Aïn Akrine: town in northern Lebanon, site of the Roman temple complex called Qasr Naous.
In Antiquity, the two Roman temples that are now called Qasr Naous must have been quite a sight. They are situated on a hilltop, some 600 meters above the sea, and must have been visible from a great distance. Today, the view is breathtaking.
The first temple, the one in the east, has survived pretty well. Like the sanctuary at Machnaqa, it is surrounded by an enclosure (a temenos) with a decorated entrance gate (propylaea). In front of the temple, the remains of an altar are visible, while a substantial part of the temple itself is still standing: the whole platform, two columns with Corinthian capitals, and part of the walls. You can recognize the remains of a staircase like the one in the large temple in Niha and the temple of Bacchus in Baalbek, which proves that there was a second floor inside the cult room. Another similarity is the presence of an (inaccessible) crypt.
From the description by the nineteenth-century scholar Ernest Renan, who visited the place in 1860-1861, we know that the lintel of the door of the first temple, which is now missing, was decorated with a winged sun disk: a motif that can also be found elsewhere and originated in Egypt and can also be found in the temple at Sh'him.
The second temple of Aïn Akrine, a bit to the west of the first sanctuary, is also surrounded by an enclosure with a gate; you can see that an earthquake must have taken place, because the big stones of the gate (which is perfectly preserved) are no longer on their bases.

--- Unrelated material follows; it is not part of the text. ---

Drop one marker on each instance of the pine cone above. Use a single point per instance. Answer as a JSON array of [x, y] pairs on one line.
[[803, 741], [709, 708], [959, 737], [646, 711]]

This sanctuary is less well-preserved, and it would seem that it was destroyed in Antiquity; people have taken the stones from the ruin and have regrouped them to restore the monument, but something has prevented the rebuilding. A relief with the face of the Sun God is now laying in the grass in front of the ruin.
Finally, it must be noted that north of the first temple, the remains of several houses can be seen. This settlement seems to be quite late.